Couple of Chinese specific off the top of my head;

Revolutionary Chinese Cookbook: Recipes from Hunan Province & Land of Plenty: A Treasury of Authentic Sichuan Cooking both by Fuchsia Dunlop

Another all round book that I find very resourceful for differentiating flavor profiles of the area; 

Southeast Asian Flavors: Adventures in Cooking the Foods of Thailand, Vietnam, Malaysia & Singapore by Robert Danhi (CIA instructor) - this a great overview and visual book IMO ... not Chinese or Indian though sorry but you said "other interesting"

Once I get home will see if others are worth noting and I'm sure others will chime in!


----------



## 9mmbhp (Feb 27, 2016)

Definitely look into Fuschia Dunlop's Chinese cookbooks. 'Every Grain of Rice' contains many classics.

The The Woks Of Life blog is worth exploring too, very detailed recipes with extensive photos and commentary.
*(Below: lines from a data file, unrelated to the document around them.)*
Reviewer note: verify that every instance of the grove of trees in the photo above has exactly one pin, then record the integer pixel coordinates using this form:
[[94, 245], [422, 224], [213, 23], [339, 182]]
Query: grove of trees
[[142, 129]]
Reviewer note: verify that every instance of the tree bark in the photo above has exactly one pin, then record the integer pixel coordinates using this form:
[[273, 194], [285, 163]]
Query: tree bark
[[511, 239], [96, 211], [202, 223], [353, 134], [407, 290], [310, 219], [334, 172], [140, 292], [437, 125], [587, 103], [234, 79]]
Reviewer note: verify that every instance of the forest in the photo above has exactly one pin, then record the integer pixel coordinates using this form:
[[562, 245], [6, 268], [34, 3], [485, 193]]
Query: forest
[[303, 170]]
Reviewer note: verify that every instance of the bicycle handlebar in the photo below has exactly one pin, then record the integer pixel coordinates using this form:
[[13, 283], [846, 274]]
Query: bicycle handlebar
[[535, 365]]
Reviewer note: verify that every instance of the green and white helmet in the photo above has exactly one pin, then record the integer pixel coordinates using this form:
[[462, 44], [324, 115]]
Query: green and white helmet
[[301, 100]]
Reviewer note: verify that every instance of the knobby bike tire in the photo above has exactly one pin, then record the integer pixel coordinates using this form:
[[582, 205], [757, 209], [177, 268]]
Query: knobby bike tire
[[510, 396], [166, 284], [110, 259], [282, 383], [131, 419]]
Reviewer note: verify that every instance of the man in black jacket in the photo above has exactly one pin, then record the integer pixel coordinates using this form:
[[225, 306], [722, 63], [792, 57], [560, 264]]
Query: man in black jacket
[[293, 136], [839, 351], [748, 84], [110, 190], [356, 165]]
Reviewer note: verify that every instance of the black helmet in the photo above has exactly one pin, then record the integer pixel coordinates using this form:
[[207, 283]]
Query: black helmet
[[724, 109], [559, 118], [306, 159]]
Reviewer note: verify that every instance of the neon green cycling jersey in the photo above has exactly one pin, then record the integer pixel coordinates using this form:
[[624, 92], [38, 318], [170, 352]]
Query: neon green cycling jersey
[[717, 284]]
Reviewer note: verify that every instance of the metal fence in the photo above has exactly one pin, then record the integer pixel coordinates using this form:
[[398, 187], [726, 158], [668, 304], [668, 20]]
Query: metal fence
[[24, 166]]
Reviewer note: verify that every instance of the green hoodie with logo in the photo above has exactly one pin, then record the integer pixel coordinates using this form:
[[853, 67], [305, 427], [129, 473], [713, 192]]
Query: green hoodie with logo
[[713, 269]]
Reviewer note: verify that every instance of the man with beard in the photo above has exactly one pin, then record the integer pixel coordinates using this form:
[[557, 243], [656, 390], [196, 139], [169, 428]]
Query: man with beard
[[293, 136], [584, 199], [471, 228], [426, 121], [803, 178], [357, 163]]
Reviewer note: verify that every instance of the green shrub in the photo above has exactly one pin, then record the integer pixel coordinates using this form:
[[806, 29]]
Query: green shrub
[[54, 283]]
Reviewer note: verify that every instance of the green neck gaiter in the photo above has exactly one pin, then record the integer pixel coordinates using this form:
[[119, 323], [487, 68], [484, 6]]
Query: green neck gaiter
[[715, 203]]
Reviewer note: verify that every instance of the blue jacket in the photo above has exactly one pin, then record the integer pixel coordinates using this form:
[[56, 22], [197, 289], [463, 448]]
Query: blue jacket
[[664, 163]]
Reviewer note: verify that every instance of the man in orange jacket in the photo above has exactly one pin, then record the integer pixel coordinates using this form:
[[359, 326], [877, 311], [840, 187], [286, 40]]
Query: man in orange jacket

The Ma Po Tofu and Dan Dan Noodles were impressive and their take on chile oil is awesome, esp. with the smashed cucumber salad.


----------



## scotchef38 (Feb 27, 2016)

Von blewitt said:


> Asian Food by Charmaine Solomon



+1 a great book


----------



## GlassFlanders (Feb 27, 2016)

Thanks for all the suggestions! I am going to get to finding these.


----------



## TimoNieminen (Feb 28, 2016)

Some good Chinese cookbooks not yet mentioned:
http://www.amazon.com/dp/1742705308/?tag=skimlinks_replacement-20
http://www.amazon.com/dp/1579653014/?tag=skimlinks_replacement-20
http://www.amazon.com/dp/1741966019/?tag=skimlinks_replacement-20

But Dunlop, Every Grain of Rice is an excellent book to start with. Solomon is a bit Westernised, otherwise excellent.


----------



## Noodle Soup (Feb 28, 2016)

Anything by Dunlop for sure. She was the inspiration for my own time in a Sichuan cooking school. I like Grace Young's books too but she is a friend of mine.


----------



## fimbulvetr (Feb 29, 2016)

I picked up http://www.amazon.com/dp/0743203127/?tag=skimlinks_replacement-20 a few years back and have been pleasantly surprised how often I return to it.


----------



## superk17 (Mar 23, 2016)

Any book by Fuchsia Dunlop is great! Also I enjoyed Grace Young book and her website, though she focuses on using a wok and a lot of recipies are designed for the wok I found it very helpful especially for the beginner.


----------